When choosing a hospital, for 58% location was the largest determinant, while when researching private healthcare, top topics emerged as hospitals (54%) and procedures (52%).

Being treated abroad did not appear to be a consideration for patients surveyed as an overwhelming majority (84%) had not considered such treatment.

The research included a website survey answered by 10,000 people, qualitative focus groups with 41 participants, and a YouGov representative survey of 2,036 UK adults.

It highlighted that a map of private healthcare with key decision points highlighted would also be valued.

Three in 10 (30%) people surveyed overall were not confident about using private healthcare and 19% of those who had treatment in the past three years were still not confident about navigating through it.

The research indicated this lack of knowledge created anxiety and, for some, the sense that people with better access to information or understanding of the process can obtain faster or better outcomes.

 

Two thirds want complete choice

When it came to the focus groups, many spoke of their concern if something went wrong in a foreign context without comparable standards and support that patients might find in the UK.

The importance of choice for patients was underlined by the fact that 62% wanted complete choice over their private treatment while 27% wanted limited choice.

But the research also found not all patients had a ‘consumer mindset’ when navigating private healthcare.

As a result, PHIN included guidance in its report to help patients and the sector ensure better communication, understanding and use of the choices that are distinctive to private healthcare.

Patients’ private journeys were found to be very diverse because of their priorities and circumstances.

So too were their appetites for information, which can depend on their physical or emotional state, confidence in handling such information and previous experience in the private sector.

 

Clarity and completeness of fees

Respondents reported there was a lack of clarity and completeness in how private healthcare costs were represented, particularly the full set of in-hospital fees, as well as financing options – preventing patients from making an informed choice and managing trade-offs.

This was especially true for self-pay patients who felt that costs often seemed opaque, if not misleading.

Emphasising the point, PHIN pointed to its survey of 1,800 people asking whether they found the guidance on PHIN’s website useful, with 81% rating their content as helpful.

The most popular types of content were private healthcare guides, information about PHIN and PHIN’s news articles.

The most-viewed single article was Understanding your consultant’s fees (over 31,000), and of articles viewed at least 5,000 times the highest-rated was Self-funding your private treatment, which 97% found useful.

PHIN also examined the YouGov feedback comparing self-funded against privately insured groupings, with those who are self-funded more likely carry out research related to the procedure itself (59%), versus 50% in the insured population.

More than half (52%) reported they would look at results other patients have had, versus 44% in the insured population.

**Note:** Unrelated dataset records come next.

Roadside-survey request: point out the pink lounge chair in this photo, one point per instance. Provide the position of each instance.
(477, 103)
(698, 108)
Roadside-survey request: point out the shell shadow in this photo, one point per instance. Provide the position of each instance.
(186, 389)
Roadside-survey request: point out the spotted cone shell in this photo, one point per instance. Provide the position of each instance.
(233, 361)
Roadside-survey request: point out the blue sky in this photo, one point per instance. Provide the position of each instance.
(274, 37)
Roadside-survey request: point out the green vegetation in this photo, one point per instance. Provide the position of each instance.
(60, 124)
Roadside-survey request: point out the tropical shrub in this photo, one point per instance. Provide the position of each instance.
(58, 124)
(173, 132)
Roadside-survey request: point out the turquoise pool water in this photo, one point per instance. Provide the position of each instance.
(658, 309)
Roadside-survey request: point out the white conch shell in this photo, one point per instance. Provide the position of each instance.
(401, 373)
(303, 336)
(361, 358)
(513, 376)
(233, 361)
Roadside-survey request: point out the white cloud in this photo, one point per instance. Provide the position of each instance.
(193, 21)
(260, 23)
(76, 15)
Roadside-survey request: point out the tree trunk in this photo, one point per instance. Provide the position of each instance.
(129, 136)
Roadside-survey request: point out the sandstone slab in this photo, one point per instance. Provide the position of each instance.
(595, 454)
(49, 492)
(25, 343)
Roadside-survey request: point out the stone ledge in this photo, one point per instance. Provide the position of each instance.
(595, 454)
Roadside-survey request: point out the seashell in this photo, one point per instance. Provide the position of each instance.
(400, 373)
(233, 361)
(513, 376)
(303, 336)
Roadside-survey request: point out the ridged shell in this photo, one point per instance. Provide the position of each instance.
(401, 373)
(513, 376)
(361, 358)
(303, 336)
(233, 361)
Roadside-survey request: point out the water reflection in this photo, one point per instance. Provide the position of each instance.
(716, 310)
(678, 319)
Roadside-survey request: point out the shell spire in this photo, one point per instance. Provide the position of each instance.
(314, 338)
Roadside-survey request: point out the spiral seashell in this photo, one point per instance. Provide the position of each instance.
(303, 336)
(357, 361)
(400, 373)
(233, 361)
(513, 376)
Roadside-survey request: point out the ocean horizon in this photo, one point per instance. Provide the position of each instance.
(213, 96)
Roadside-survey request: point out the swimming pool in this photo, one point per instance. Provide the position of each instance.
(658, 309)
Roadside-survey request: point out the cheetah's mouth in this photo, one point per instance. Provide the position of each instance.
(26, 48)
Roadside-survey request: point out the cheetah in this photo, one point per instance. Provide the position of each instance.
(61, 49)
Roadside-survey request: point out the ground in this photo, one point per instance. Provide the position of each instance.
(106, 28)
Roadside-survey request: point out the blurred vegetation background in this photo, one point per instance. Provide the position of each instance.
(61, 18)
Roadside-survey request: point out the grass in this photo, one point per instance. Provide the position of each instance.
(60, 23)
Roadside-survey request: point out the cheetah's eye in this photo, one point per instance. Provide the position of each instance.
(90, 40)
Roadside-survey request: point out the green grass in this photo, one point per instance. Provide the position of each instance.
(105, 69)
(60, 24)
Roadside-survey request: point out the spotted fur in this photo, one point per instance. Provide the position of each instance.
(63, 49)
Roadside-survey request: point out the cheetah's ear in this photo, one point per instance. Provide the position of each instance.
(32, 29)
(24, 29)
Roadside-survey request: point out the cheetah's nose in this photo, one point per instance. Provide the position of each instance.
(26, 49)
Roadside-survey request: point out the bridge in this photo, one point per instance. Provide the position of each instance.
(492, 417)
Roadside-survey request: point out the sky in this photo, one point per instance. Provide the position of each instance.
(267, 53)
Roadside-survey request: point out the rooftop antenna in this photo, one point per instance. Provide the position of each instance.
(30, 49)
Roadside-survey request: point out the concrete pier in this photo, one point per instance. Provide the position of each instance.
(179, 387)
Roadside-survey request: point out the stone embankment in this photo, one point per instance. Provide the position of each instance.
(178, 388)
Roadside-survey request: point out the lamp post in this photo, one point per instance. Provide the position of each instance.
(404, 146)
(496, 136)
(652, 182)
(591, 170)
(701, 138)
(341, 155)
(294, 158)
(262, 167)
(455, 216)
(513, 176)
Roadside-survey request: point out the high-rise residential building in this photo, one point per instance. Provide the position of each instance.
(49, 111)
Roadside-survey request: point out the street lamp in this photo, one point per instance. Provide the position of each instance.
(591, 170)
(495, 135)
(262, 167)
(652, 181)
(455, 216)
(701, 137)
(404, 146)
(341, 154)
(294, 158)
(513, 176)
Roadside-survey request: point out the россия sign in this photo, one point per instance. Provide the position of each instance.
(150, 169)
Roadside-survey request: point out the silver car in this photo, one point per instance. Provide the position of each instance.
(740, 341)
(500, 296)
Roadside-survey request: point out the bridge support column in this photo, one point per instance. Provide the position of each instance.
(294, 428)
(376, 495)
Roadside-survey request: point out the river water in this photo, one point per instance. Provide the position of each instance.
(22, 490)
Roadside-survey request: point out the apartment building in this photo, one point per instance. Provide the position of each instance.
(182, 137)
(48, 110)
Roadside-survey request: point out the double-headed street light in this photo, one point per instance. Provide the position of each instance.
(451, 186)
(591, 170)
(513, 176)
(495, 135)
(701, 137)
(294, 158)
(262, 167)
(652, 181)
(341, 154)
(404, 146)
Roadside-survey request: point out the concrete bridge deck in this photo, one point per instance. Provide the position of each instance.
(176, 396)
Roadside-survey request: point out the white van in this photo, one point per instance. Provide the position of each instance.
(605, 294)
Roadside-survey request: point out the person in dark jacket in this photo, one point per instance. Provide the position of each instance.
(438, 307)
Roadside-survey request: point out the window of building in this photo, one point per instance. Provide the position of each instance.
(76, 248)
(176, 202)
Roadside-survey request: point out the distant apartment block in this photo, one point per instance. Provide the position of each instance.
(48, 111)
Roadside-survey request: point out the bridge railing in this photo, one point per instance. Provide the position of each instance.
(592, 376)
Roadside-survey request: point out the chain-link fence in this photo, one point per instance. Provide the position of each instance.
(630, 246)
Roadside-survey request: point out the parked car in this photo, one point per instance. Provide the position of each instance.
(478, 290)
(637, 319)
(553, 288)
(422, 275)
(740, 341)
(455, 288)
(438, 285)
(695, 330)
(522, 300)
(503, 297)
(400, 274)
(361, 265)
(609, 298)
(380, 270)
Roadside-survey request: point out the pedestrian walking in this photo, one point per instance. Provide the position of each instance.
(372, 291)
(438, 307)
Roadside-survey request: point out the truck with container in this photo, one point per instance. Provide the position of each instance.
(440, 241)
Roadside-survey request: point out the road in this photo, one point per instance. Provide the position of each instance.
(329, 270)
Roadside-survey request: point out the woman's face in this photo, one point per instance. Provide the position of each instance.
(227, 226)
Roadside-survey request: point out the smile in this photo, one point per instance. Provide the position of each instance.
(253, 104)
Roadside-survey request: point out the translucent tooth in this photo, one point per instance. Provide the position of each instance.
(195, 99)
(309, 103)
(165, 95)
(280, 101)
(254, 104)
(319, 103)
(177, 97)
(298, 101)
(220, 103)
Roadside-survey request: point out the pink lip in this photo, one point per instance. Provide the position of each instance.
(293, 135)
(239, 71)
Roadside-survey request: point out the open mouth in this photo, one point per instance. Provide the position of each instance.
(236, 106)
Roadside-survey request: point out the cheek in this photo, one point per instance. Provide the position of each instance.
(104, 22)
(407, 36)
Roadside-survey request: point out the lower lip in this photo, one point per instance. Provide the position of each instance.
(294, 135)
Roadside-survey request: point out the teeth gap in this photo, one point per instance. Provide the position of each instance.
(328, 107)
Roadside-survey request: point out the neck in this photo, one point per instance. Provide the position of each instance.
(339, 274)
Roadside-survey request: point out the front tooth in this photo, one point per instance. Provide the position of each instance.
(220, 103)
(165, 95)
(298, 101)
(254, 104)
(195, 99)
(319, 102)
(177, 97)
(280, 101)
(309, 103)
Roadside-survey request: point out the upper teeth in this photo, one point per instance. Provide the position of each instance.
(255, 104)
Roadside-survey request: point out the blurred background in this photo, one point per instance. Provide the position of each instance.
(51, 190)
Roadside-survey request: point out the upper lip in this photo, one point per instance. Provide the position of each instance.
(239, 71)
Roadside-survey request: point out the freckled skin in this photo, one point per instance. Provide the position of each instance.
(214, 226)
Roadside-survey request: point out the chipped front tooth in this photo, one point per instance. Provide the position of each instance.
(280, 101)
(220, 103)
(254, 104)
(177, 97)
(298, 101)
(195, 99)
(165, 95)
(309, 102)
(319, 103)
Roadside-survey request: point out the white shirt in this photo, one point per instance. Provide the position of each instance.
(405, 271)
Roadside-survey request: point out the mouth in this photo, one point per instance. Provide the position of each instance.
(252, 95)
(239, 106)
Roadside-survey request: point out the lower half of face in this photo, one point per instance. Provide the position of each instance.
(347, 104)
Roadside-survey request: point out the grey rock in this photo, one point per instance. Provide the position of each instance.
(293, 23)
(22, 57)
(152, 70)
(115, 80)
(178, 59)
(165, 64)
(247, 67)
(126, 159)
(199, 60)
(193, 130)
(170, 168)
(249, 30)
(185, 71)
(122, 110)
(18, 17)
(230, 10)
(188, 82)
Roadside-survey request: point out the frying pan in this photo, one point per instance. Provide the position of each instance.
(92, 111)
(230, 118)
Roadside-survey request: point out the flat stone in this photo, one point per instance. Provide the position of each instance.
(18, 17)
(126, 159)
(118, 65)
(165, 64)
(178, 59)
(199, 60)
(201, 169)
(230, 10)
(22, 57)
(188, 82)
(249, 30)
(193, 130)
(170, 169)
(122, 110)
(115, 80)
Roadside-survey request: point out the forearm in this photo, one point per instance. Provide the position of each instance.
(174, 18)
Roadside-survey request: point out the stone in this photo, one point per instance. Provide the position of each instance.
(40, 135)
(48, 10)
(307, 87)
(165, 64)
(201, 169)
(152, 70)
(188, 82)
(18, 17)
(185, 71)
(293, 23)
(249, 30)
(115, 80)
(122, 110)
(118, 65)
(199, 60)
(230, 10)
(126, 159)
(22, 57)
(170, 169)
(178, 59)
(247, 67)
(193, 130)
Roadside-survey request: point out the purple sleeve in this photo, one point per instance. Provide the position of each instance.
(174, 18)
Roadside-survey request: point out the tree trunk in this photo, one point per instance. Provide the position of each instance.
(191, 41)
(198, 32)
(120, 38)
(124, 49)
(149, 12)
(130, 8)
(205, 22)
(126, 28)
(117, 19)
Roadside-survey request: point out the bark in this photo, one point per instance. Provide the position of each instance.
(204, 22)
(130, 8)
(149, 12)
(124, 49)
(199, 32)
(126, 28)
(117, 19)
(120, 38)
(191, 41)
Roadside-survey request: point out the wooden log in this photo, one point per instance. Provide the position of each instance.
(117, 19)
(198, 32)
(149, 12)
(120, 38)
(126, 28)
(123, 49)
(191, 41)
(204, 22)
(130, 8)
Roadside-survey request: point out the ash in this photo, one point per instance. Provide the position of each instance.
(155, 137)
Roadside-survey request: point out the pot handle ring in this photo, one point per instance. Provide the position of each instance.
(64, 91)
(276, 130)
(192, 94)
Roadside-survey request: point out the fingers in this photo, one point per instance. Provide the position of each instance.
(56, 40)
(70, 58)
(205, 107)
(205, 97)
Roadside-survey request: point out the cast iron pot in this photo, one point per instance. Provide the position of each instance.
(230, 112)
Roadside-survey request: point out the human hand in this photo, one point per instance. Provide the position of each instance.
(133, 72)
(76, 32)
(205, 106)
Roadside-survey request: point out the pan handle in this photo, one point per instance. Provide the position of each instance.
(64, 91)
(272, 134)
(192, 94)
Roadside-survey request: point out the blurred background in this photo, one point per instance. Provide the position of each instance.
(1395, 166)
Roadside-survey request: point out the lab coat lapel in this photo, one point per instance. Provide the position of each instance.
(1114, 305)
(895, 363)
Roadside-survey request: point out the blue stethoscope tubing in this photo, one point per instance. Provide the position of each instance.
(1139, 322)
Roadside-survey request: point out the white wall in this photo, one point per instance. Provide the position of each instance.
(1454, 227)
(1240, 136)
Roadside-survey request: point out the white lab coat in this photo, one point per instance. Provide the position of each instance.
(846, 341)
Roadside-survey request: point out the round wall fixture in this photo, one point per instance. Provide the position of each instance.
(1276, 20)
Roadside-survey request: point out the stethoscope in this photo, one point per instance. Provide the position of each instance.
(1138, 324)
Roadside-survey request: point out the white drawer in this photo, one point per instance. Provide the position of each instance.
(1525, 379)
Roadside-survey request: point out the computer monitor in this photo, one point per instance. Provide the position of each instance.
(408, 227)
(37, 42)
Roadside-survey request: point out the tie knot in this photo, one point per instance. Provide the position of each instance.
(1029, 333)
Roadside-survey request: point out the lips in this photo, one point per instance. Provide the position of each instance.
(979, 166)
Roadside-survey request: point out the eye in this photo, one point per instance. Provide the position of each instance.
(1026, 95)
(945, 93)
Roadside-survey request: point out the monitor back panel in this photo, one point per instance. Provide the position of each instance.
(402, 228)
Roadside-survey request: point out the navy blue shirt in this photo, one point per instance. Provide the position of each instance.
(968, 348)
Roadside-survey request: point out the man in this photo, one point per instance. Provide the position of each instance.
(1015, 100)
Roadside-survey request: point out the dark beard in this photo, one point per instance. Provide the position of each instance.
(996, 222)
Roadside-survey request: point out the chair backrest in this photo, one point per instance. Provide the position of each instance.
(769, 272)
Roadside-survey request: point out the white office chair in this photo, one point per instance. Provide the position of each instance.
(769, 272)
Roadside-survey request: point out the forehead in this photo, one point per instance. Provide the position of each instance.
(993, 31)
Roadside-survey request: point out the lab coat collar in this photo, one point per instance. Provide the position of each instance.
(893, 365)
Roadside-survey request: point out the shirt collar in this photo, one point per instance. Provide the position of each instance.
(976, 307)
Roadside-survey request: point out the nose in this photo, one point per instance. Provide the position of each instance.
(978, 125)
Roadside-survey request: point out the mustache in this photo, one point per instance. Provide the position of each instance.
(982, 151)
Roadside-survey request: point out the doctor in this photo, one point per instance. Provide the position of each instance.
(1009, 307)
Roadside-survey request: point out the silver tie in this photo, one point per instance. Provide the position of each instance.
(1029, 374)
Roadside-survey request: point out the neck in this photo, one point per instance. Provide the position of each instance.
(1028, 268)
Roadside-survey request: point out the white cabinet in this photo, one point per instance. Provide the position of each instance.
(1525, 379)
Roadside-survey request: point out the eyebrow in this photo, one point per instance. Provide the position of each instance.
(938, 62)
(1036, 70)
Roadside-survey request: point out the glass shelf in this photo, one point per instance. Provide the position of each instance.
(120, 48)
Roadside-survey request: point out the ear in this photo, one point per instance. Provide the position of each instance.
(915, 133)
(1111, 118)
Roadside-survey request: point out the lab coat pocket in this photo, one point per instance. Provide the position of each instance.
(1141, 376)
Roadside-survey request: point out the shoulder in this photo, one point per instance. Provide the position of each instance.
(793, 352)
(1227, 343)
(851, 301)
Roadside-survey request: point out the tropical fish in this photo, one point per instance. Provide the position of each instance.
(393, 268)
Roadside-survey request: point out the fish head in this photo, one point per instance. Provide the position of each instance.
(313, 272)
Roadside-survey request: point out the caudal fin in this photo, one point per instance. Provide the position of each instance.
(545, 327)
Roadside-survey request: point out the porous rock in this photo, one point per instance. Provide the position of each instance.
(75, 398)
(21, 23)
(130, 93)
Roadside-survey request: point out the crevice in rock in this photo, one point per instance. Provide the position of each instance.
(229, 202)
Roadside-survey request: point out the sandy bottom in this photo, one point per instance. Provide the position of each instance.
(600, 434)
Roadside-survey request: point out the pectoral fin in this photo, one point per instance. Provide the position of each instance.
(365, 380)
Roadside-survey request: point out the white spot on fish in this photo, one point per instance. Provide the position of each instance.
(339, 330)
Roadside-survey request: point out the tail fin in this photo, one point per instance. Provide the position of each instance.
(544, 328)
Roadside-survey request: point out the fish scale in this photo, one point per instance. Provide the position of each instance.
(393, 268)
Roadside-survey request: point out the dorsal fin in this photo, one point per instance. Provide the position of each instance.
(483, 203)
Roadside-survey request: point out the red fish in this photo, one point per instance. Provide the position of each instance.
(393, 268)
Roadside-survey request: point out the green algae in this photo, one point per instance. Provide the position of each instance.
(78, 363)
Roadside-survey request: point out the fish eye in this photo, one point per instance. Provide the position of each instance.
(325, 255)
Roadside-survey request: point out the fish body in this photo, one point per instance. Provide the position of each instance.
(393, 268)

It was similarly noted by a focus group participant that if they were to self-pay, they would perform more research

Patients said consultants should invest in their shop windows, including participation in legally-mandated processes like PHIN and provide information that adds a human touch to their clinical information.

 

Not as expensive as expected

Dr Ian Gargan, chief executive at PHIN, (pictured) noted that although cost can be a barrier to using the private sector, some focus group participants were surprised it was not as expensive as initially thought.

“They wanted more guidance on base prices and factors that might affect the full cost, which could allow them to make more informed decisions weighing up the health cost against the financial cost,“ he said.

He continued: “With this important research, we have striven to better understand patients’ healthcare journeys, information needs and priorities, expectations and experiences, so that we can better deliver for them through our website.

“We’ve reported record levels of private admissions in the past two years. While this has primarily been driven by the NHS waiting lists, there has always been a demand for private healthcare.

“This new research confirms our view that greater choice is the most significant, non-waiting list related, reason for that.

“We are the independent, government mandated, not-for-profit, organisation that brings transparency to the sector. This research helps us to do just that, and contains recommendations for patients, consultants, hospitals and private medical insurers.”